You're right but this guy needs an awful lot of coaching, don't you think?

Posted
Originally posted by ReluctantRomeo

But I do think a good couple act as lifecoaches for each other. It only enters the "little boy" zone when she is always coach.

 

In any healthy relationship, there will always be moments when she acts as parent to his child.
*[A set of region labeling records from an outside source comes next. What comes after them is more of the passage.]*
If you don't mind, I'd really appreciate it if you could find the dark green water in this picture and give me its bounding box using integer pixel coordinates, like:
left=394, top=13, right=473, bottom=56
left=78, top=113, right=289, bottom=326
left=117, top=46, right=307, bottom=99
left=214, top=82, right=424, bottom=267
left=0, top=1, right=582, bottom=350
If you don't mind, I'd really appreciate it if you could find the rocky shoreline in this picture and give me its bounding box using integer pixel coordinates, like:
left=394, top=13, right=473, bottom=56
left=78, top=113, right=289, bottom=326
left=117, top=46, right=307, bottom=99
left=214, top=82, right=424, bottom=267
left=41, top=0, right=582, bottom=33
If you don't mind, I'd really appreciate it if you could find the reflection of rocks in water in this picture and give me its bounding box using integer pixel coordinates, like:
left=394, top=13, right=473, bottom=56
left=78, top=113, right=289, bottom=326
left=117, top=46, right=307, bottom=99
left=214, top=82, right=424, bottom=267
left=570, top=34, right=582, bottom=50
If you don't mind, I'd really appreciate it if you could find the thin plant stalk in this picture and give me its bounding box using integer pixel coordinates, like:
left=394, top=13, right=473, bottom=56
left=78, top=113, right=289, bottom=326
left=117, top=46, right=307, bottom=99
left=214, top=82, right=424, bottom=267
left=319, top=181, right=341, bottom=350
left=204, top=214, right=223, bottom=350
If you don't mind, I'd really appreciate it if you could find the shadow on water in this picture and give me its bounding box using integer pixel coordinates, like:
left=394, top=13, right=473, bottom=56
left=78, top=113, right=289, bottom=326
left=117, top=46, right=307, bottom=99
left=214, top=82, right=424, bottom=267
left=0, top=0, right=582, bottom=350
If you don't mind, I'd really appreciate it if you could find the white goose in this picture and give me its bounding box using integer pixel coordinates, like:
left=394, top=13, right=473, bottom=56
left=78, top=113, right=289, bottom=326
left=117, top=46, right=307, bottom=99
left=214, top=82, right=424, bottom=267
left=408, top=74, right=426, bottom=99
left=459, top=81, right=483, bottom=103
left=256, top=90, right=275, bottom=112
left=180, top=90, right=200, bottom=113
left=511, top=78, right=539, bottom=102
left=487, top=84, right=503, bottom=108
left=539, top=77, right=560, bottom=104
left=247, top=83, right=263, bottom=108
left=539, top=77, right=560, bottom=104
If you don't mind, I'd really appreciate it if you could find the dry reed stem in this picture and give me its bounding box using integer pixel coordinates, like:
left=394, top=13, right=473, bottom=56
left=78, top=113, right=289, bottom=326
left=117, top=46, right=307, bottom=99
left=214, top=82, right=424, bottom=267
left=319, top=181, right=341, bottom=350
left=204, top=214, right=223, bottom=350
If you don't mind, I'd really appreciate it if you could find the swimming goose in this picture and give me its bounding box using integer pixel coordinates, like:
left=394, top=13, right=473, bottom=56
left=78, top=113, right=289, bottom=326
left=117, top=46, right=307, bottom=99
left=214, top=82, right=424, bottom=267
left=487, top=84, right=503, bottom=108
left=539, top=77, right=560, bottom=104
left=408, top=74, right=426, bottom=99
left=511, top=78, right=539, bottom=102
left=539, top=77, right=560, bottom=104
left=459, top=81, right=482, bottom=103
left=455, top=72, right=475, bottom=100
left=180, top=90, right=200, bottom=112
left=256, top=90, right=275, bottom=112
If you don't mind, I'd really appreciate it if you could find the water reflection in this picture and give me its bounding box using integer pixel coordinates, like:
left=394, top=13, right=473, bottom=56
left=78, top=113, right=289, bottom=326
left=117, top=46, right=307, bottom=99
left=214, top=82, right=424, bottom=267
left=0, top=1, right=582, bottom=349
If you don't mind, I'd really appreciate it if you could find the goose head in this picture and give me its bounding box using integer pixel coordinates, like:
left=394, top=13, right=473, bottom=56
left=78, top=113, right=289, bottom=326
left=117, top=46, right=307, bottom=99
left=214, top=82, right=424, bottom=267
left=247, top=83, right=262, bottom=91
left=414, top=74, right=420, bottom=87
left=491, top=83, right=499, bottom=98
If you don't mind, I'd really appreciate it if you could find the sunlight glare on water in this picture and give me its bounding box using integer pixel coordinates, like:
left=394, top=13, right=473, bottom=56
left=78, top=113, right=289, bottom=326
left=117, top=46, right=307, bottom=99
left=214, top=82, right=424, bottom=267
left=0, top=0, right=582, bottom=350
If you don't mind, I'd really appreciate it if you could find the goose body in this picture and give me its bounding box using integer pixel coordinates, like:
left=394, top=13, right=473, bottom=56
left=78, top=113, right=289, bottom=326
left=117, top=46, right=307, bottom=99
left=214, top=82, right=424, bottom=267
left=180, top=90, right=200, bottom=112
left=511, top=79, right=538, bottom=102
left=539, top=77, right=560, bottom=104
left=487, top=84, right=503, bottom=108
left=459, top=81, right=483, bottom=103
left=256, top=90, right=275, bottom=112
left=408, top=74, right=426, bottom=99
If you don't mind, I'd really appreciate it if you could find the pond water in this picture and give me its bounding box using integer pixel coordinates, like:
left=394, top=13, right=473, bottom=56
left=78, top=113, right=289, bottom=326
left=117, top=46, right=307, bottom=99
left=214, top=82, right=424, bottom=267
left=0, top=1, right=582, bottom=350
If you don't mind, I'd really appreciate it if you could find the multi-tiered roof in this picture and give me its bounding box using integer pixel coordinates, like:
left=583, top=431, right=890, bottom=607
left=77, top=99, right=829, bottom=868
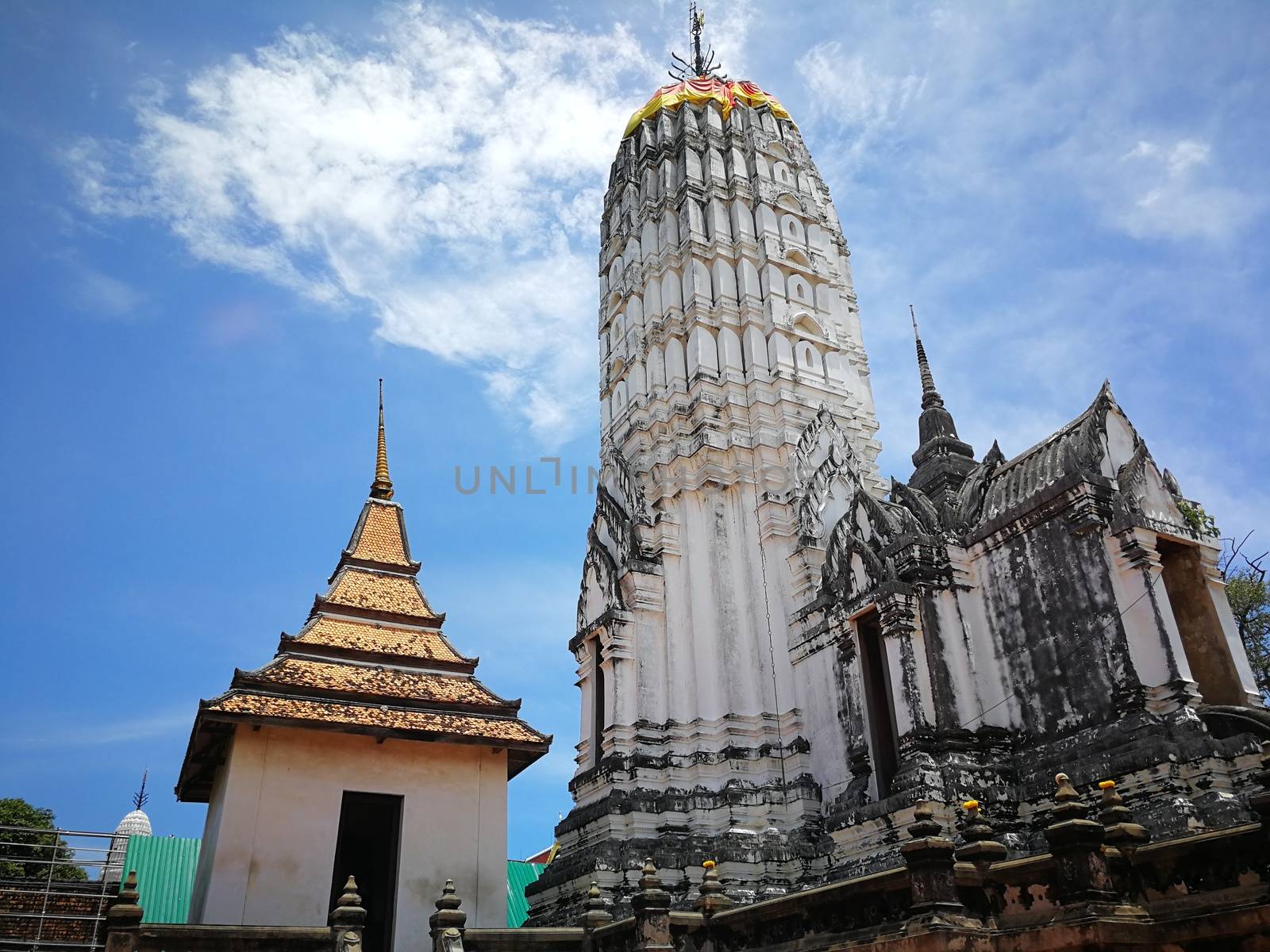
left=176, top=392, right=551, bottom=802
Again, it's only a problem when it becomes a one way street.

 

Agree completely.

 

I'm not hearing about balance here, about moments when Treasa's guy helps her to advance on her own path.

 

Even my ex pinpointed one of our problems as being that I expected the kind of coaching from him that he got from me, and he was unable to provide that.

 

Treasa, how are you doing?

Posted
Originally posted by moimeme

You're right but this guy needs an awful lot of coaching, don't you think?

 

Originally posted by JanieQP

I'm not hearing about balance here, about moments when Treasa's guy helps her to advance on her own path.

 

Yeah, it does seem that this guy is a one way street

 

Even my ex pinpointed one of our problems as being that I expected the kind of coaching from him that he got from me, and he was unable to provide that.

 

And so does he

 

Treasa, how are you doing?

 

We forgot the most important thing :o How are you, T?